Lockless Transposition Tables

Transposition table is a lookup table which is used to cache negamax search results when searching for best move in a chess engine. In the previous post we looked at transposition tables and their use in a negamax search in the context of a chess engine. Transposition tables fine when used in a linear negamax search but what about parallelised negamax search? Anyone who has done basic multithreaded programming will be able to see potential problems with using a shared transposition table in a parallelised negamax search. The solution lies in the lockless transposition table.

This post discusses such a lockless transposition table. It is based upon this article by Robert Hyatt, author of the famous Crafty chess engine. The article describes lockless transposition tables in more detail and reading it will.
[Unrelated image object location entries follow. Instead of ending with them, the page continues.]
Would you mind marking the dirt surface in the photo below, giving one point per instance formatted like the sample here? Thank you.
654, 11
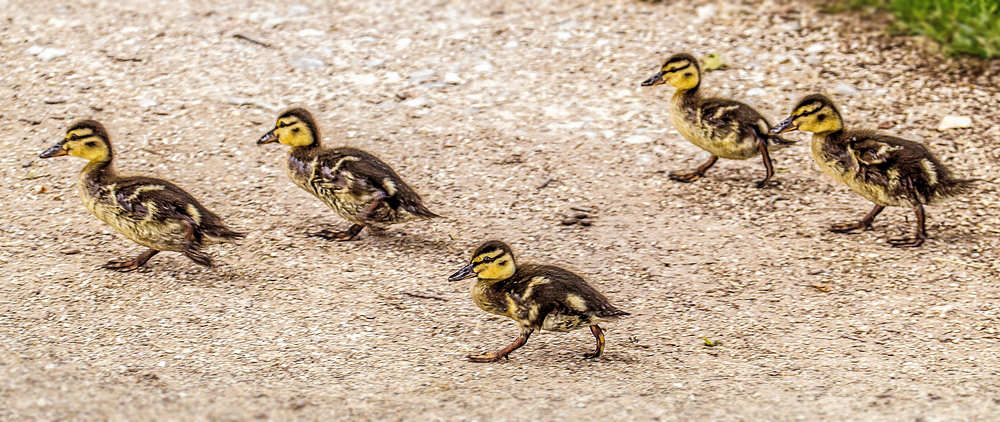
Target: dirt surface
477, 104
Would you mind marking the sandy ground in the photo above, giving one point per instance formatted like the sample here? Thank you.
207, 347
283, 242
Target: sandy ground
477, 104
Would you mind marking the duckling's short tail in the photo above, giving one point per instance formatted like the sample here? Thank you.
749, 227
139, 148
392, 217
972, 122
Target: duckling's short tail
223, 232
609, 311
955, 187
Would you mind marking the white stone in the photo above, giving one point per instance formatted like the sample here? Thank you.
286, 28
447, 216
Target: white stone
365, 79
483, 66
307, 63
421, 76
417, 102
815, 48
273, 22
51, 53
845, 89
955, 122
311, 33
298, 10
705, 12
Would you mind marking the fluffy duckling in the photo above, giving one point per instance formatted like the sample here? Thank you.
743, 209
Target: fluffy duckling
725, 128
357, 185
886, 170
537, 297
151, 212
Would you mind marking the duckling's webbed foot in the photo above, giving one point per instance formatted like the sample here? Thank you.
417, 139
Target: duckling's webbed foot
342, 236
688, 177
921, 234
126, 265
502, 353
864, 224
599, 335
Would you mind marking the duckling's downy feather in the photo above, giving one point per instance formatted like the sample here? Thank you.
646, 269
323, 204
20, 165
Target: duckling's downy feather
884, 169
349, 179
545, 297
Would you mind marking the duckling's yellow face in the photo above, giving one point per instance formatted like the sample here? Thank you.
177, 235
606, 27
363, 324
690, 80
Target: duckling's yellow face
291, 131
490, 264
817, 115
681, 71
83, 143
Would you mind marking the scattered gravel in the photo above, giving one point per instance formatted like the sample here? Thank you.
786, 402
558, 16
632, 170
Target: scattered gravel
294, 327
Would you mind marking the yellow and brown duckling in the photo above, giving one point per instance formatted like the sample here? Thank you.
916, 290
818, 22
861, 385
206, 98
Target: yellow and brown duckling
725, 128
151, 212
886, 170
357, 185
537, 297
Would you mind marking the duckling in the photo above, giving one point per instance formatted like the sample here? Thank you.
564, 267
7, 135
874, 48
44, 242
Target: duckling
357, 185
151, 212
723, 127
886, 170
537, 297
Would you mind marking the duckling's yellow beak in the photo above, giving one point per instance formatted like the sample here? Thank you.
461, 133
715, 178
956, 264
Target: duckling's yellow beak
268, 138
786, 125
464, 273
656, 79
56, 150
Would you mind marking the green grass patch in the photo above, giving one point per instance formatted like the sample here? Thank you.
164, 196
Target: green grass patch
960, 26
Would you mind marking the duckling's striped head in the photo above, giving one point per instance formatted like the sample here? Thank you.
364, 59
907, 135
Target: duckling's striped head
295, 128
85, 139
680, 70
814, 113
492, 260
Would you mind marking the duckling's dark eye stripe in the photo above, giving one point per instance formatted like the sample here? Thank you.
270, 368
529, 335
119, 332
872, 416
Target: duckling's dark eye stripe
810, 112
678, 69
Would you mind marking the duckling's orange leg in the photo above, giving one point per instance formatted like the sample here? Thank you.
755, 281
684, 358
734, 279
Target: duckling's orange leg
342, 236
864, 224
688, 177
920, 236
762, 145
600, 343
502, 353
126, 265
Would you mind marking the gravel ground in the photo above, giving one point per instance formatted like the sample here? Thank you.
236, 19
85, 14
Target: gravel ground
478, 104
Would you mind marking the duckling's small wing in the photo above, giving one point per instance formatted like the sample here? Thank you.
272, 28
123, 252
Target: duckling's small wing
378, 175
141, 197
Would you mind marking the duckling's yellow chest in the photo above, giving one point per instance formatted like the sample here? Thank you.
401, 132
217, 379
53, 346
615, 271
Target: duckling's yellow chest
148, 231
722, 139
488, 300
842, 165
However, if you’ve been following this series of posts or if you want to get a different explanation of lockless transposition tables it would make sense to continue reading this post.

A word about Zobrist hashing

In order to understand the implementation of a lockless transposition table, we need to have a basic understanding of what is called Zobrist hashing. Zobrist hash is a 64-bit hash which represents a chess board position. The lockless hash table will use Zorist hash values as its keys.

Like any other hash, Zobrist hash has following two properties:

– there is a low probability that any two board positions will have the same hash, and
– it is very hard or impossible to derive a board position from a given hash value

It has one more property which makes it so useful for chess engines. Zobrist hashes of two similar chess positions will be very different. Since the positions that you can move to from the current board position will be similar, their hashes will be very different. Why exctly this property helps will be clear towards the end of this post, once we have covered transposition table implementation.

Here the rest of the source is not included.